55 Leave a comment on paragraph 55 0 78–79: iterum audire – pendetque iterum: the reiteration of iterum (in chiastic variation with the verbs it modifies) is another instance of enactment: Virgil twice uses the word that signifies ‘again’.

56 Leave a comment on paragraph 56 0 79: pendetque … narrantis ab ore: English uses the same idiom: ‘to hang on someone’s lips’; narrantis is present active participle, modifying an understood genitive Aeneae, which depends on ore. A striking and compelling parallel is Lucretius, De Rerum Natura 1.36–7: pascit amore auidos inhians in te, dea, uisus/ eque tuo pendet resupini spiritus ore (‘he [sc. Mars] pastures on love his greedy sight while gazing on you, goddess [sc. Venus], and the breath of him, as he is reclining, hangs from your lips’).

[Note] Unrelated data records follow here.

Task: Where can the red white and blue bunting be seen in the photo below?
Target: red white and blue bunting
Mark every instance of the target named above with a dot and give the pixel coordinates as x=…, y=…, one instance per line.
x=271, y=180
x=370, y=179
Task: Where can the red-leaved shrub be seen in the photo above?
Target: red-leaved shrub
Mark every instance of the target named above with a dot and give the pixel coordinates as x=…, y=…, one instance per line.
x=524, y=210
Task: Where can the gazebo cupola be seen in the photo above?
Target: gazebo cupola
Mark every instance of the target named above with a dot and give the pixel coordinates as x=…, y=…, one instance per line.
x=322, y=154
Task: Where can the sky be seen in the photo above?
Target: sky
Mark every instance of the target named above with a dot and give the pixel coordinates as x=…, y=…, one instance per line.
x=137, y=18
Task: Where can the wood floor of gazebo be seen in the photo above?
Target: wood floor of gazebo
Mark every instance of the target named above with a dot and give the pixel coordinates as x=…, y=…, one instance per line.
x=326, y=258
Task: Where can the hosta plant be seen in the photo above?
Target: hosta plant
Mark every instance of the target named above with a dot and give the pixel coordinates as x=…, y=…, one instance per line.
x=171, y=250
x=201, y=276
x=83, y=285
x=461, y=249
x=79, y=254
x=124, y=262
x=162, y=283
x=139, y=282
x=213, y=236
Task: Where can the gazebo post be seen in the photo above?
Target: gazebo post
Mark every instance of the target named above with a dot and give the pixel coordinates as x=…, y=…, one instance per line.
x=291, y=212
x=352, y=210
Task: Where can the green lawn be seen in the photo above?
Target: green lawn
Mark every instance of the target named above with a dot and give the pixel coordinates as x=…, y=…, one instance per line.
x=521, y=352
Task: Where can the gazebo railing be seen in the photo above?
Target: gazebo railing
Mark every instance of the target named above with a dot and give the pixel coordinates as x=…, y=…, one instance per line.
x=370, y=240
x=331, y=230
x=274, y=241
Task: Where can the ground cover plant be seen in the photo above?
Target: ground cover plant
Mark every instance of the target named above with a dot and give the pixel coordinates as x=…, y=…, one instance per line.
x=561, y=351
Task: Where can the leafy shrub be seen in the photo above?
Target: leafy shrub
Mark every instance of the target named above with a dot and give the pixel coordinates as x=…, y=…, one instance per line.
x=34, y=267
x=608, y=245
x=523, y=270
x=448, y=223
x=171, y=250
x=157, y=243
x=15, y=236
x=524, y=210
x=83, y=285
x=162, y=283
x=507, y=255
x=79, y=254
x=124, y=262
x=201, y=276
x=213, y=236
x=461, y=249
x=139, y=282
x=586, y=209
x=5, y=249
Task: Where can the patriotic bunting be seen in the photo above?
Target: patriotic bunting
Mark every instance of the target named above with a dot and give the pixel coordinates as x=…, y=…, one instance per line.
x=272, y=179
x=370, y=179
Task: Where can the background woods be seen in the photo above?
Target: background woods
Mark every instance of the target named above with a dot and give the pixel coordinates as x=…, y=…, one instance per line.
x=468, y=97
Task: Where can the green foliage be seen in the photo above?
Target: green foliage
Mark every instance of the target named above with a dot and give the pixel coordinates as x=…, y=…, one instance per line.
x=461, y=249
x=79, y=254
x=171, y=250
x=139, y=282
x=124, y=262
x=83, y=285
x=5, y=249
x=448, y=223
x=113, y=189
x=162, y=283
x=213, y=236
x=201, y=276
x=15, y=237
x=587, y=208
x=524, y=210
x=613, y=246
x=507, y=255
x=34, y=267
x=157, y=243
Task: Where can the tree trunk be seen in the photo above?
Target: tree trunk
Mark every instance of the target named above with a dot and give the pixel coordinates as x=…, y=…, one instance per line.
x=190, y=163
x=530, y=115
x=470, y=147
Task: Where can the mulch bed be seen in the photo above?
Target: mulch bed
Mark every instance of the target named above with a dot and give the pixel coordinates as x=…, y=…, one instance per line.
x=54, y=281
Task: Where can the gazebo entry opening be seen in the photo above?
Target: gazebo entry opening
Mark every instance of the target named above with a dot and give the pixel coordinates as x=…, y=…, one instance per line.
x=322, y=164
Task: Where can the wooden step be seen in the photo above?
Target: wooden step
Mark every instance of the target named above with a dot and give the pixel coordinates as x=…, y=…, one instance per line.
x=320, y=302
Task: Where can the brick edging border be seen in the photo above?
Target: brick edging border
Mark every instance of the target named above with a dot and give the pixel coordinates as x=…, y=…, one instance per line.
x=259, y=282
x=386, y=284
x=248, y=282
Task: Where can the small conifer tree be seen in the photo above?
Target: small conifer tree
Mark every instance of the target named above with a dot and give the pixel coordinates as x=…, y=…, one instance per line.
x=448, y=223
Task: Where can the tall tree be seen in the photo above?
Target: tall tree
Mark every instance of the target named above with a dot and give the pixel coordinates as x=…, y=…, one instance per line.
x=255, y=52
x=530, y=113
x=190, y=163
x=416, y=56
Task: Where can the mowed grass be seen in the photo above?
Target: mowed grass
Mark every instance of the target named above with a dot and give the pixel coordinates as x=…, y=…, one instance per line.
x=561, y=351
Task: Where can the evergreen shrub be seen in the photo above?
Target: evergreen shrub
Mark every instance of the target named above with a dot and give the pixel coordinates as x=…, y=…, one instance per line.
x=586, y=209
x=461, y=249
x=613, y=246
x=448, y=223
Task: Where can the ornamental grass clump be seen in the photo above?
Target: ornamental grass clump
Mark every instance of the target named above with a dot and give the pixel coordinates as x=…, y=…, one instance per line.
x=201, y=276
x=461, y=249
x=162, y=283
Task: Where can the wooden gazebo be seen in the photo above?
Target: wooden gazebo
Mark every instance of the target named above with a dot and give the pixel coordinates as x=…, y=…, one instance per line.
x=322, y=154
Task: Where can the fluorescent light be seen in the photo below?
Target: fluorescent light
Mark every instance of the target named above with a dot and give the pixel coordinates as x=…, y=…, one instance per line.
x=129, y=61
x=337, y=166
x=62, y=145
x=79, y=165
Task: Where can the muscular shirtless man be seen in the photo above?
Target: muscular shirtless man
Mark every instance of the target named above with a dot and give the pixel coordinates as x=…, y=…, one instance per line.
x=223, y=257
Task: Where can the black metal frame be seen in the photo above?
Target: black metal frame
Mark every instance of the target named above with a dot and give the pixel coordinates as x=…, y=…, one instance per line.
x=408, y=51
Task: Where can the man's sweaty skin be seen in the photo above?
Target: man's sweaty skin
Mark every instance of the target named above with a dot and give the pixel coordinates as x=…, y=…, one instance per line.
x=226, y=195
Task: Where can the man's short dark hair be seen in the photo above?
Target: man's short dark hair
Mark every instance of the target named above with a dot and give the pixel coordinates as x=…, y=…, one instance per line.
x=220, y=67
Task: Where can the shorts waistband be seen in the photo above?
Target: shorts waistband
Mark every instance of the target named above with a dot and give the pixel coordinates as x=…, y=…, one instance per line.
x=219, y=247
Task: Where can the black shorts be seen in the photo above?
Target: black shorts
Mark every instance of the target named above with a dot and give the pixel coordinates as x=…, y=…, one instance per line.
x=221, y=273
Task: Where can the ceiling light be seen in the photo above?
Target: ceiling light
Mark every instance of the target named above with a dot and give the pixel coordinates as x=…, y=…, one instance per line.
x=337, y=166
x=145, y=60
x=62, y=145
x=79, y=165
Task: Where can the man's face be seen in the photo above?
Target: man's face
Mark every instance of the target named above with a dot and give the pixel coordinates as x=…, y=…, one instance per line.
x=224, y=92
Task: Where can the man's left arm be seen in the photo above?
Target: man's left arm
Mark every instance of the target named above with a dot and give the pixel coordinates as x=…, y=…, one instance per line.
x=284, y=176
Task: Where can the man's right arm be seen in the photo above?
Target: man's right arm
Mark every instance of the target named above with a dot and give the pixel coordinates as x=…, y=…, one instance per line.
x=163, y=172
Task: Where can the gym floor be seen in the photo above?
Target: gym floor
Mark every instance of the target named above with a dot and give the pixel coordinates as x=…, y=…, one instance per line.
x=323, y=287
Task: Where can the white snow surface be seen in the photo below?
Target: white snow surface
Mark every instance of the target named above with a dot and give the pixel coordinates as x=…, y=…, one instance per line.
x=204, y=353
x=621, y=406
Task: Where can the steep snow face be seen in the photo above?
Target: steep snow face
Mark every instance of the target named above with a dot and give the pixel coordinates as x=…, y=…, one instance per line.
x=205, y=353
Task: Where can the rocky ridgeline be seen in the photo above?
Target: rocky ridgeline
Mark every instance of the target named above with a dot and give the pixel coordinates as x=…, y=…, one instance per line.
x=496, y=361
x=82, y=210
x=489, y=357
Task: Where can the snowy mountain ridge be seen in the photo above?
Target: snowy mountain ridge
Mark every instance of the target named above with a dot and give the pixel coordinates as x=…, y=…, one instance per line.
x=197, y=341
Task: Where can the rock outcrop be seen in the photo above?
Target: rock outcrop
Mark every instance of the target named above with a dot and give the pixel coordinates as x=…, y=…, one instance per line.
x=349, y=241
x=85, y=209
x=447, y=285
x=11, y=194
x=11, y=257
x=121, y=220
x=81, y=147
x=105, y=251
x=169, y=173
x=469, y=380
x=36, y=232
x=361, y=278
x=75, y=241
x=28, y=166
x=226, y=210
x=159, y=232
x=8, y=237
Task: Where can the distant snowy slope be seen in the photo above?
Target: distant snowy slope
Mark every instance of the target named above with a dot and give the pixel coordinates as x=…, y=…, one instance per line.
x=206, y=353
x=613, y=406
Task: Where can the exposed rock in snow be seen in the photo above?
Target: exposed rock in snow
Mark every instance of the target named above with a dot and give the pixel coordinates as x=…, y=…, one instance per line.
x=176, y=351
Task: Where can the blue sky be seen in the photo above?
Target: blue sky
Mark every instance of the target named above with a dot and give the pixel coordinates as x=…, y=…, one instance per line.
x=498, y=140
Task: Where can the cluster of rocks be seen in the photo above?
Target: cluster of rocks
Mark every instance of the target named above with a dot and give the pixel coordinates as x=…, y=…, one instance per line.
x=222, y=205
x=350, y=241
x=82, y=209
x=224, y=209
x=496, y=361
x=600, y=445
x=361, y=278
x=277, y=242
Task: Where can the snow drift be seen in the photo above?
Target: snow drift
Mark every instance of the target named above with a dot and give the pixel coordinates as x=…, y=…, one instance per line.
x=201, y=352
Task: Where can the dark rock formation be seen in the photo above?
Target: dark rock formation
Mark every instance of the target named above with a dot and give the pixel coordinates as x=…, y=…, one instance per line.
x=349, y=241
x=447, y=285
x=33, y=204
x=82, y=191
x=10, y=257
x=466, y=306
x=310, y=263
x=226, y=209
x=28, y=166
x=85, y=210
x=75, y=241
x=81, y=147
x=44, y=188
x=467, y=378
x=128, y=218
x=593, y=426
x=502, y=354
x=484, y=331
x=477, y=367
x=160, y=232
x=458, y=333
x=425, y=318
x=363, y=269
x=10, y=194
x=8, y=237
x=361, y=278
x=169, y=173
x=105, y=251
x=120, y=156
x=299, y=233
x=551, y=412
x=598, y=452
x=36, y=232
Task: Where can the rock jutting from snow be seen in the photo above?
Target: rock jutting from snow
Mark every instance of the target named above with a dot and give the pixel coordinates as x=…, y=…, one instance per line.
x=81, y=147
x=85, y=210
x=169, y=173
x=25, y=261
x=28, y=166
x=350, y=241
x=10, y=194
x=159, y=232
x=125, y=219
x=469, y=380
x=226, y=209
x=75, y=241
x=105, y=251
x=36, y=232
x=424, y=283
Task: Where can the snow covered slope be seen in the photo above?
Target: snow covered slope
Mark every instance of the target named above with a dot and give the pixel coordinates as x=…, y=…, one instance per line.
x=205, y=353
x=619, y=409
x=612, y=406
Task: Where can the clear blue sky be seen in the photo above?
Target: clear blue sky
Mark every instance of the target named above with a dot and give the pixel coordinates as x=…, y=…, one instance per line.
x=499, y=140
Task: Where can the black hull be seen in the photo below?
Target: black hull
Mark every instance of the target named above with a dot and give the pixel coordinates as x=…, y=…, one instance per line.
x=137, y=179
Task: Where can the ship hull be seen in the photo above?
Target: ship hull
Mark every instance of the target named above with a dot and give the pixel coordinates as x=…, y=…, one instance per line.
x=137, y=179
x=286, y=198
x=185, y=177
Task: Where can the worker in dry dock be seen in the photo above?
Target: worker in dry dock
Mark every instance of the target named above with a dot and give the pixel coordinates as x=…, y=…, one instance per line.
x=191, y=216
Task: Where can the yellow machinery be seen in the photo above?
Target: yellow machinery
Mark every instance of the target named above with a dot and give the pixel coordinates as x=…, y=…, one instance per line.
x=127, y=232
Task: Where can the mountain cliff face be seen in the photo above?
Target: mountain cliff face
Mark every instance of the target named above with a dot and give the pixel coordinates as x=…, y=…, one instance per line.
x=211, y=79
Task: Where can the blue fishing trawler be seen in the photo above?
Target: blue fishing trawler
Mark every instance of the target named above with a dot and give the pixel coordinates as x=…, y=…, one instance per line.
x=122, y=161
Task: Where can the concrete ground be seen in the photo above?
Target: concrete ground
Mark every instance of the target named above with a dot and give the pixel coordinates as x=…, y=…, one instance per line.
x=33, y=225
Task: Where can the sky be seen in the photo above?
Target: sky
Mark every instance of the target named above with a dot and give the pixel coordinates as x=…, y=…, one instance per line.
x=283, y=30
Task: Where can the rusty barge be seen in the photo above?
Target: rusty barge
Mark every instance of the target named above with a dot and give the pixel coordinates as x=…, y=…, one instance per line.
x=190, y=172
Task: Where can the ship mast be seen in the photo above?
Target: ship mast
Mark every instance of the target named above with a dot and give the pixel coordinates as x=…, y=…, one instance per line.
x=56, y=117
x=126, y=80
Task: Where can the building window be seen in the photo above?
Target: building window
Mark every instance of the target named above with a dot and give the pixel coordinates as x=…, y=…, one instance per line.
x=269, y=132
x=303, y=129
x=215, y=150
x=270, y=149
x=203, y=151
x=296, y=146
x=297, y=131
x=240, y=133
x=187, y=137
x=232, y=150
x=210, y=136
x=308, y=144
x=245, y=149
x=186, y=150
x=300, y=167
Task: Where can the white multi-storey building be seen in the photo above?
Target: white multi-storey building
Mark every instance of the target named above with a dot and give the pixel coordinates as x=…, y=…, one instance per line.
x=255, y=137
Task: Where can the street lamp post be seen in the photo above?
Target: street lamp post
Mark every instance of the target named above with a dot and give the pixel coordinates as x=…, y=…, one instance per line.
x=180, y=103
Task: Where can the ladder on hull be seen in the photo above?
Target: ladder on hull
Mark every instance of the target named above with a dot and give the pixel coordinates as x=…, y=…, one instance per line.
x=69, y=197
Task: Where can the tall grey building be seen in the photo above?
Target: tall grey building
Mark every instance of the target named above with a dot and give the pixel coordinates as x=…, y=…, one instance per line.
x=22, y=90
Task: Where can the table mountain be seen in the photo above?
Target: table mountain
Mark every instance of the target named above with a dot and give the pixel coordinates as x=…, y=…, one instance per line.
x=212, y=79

57 Leave a comment on paragraph 57 0 80–81: post ubi digressi, lumenque obscura uicissim/ luna premit suadentque cadentia sidera somnos: a long ‘atmospheric’ ubi-sentence sets the scene before the focus returns to Dido. It is designed as a tricolon, with the two –que (after lumen and suadent) linking the three verbs: digressi [sc. sunt], premit, suadent. obscura is the result of the action (lumen premere: to dim the light). Line 81 is entirely dactylic, rushing everybody off to sleep—somnos is the telos of both the verse and the action it describes and the sense of falling asleep (or coming to the end of the hexameter) is deftly enacted by the soothing coincidence of word accent and ictus in the final three words, linked by s-alliteration (suadentia, sidera, somnos) and the fact that the rhythm slows down: the two syllables of the last word and foot (somnos) are both long. In the speedy opening part, the vowel piano in cadentia sidera (a-e-i-a-e-a) reflects the quickly falling stars and acts as foil to the heavy ‘os’ in somnos.[38] Virgil repeats suadentque cadentia sidera somnos verbatim from 2.9, perhaps a bit tongue-in-cheek: there the words are uttered by Aeneas in the attempt to dissuade Dido from insisting on hearing the bitter tale, if to no avail; here the phrase occurs quite properly after the narration has come to an end—though sleep is of course the last thing on Dido’s mind after another evening of ‘sexy epic recitation’ by her beloved Aeneas.

58 Leave a comment on paragraph 58 0 82–83: sola domo maeret uacua stratisque relictis/ incubat: the sola marks an emphatic return to Dido (‘she alone’); uacua modifies domo. Dido throws herself onto the couch that Aeneas has just left and broods there, an action reflected in the enjambment of incubat, which takes the dative (stratis relictis). For a moment stratis relictis may look like an ablative absolute (‘after the couches have been emptied’, i.e. after everyone else has departed) before the first word of the subsequent line clarifies the construction. Dido’s practice of lying down on the couch recently abandoned by her beloved Aeneas is a poignant articulation of her yearning for his presence and for intimate, physical contact.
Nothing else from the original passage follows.